Twin River gets OK for gambler-rewards program

01:00 AM EDT on Wednesday, June 11, 2008

By Katherine Gregg

Journal State House Bureau

PROVIDENCE — The owners of Twin River are betting their own dollars that offers of free slot play will draw more people to their sprawling greyhound racetrack and video-gambling emporium in Lincoln.

With the economy in a downward spiral, some other casino operators have considered cutting back free handouts to stem losses.

But after months of negotiations, the state’s Department of Revenue yesterday signed off on an agreement that allows Twin River to test-market a player-rewards program, similar to those offered in most full-scale casinos, over a 92-day period targeted to begin later this month.

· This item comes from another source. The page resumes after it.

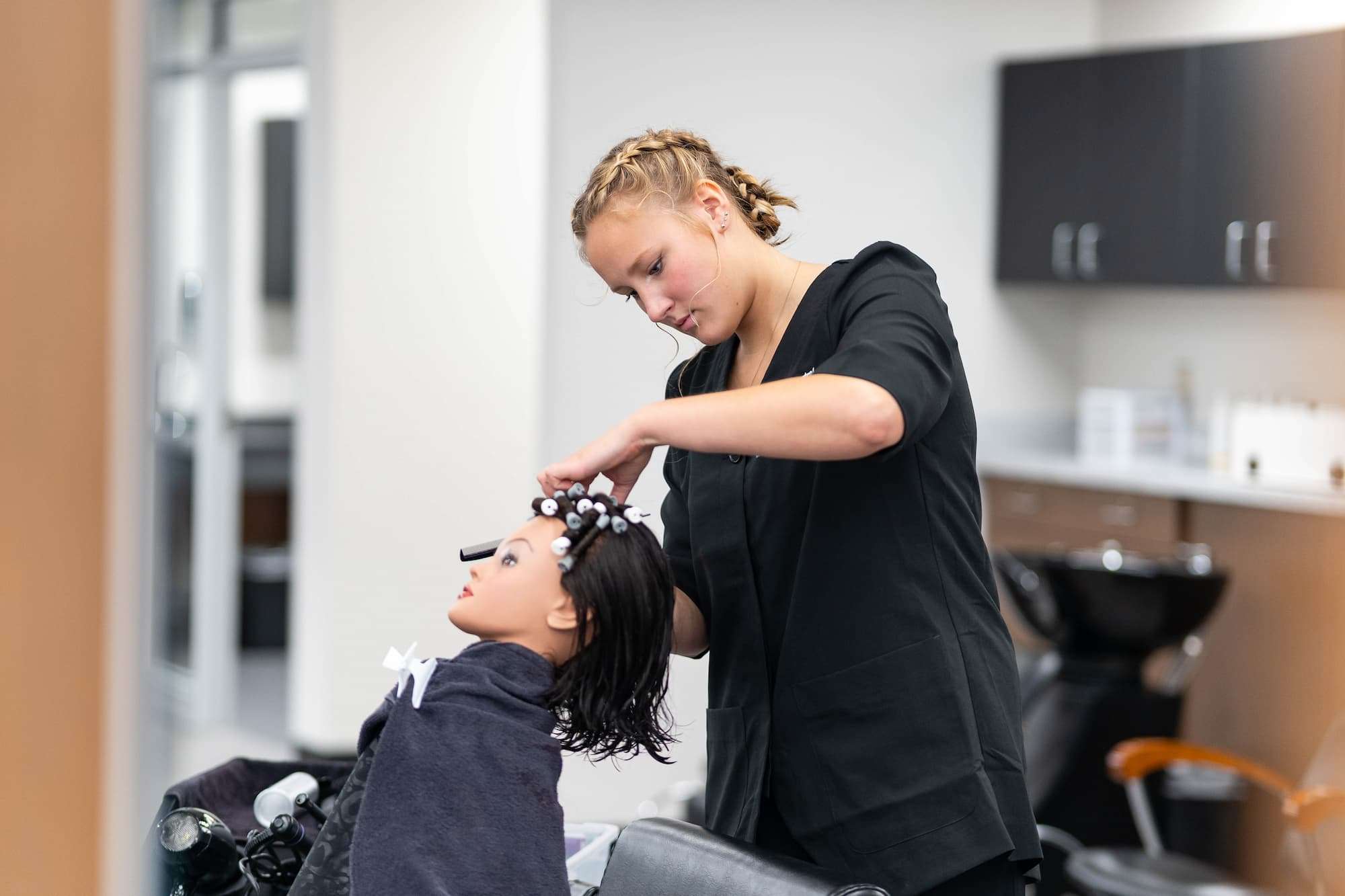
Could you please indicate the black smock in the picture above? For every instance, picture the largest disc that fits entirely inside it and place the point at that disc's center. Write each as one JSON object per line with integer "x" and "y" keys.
{"x": 861, "y": 676}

The agreement allows Twin River to give away up to $1.5 million in free play during the trial period, and then up to 4 percent of its “net-terminal-income” from the same month a year earlier. Should the move backfire or fail to live up to revenue expectations, the agreement requires the owners — who include two of the original developers of the Mohegan Sun casino — to reimburse the state, up to a point, for lost tax revenue.

While full details of Twin River’s latest lure are not yet known, Twin River spokeswoman Patti Doyle said each customer who qualifies — “based on [their] historical play” — will get a letter “that informs you of the new promotional credits program, thanks you for your patronage and reveals to you the number of dollars you are being given in free play.”

Asked how much someone would have to gamble to earn a free-play credit, she said: “We are not disclosing. Proprietary information.” Would everyone get the same amount, or at least the same amount in relation to how much they play? Again, her response left the question unanswered: “Personalized and based on historical play.”

But in a statement to a Senate committee last March, Twin River’s vice president for marketing Joe Malnerich said such promotional credits are common in the industry, and “our ability to offer this program would, quite simply, help level the playing field with the nearby Connecticut casinos and generate significant gaming revenues for the state.”

“Indeed, it will provide a compelling reason for gaming patrons to choose Twin River as their gaming destination as opposed to traveling out of state,” he told the senators.

The player-reward program, approved yesterday, marks the latest attempt by Twin River’s owners, who have been struggling to meet their lender payments, and the state, which depends heavily on gambling revenue, to jump-start business at the newly renovated racetrack formerly known as Lincoln Park. Gambling is the state’s third-largest source of income behind income and sales taxes.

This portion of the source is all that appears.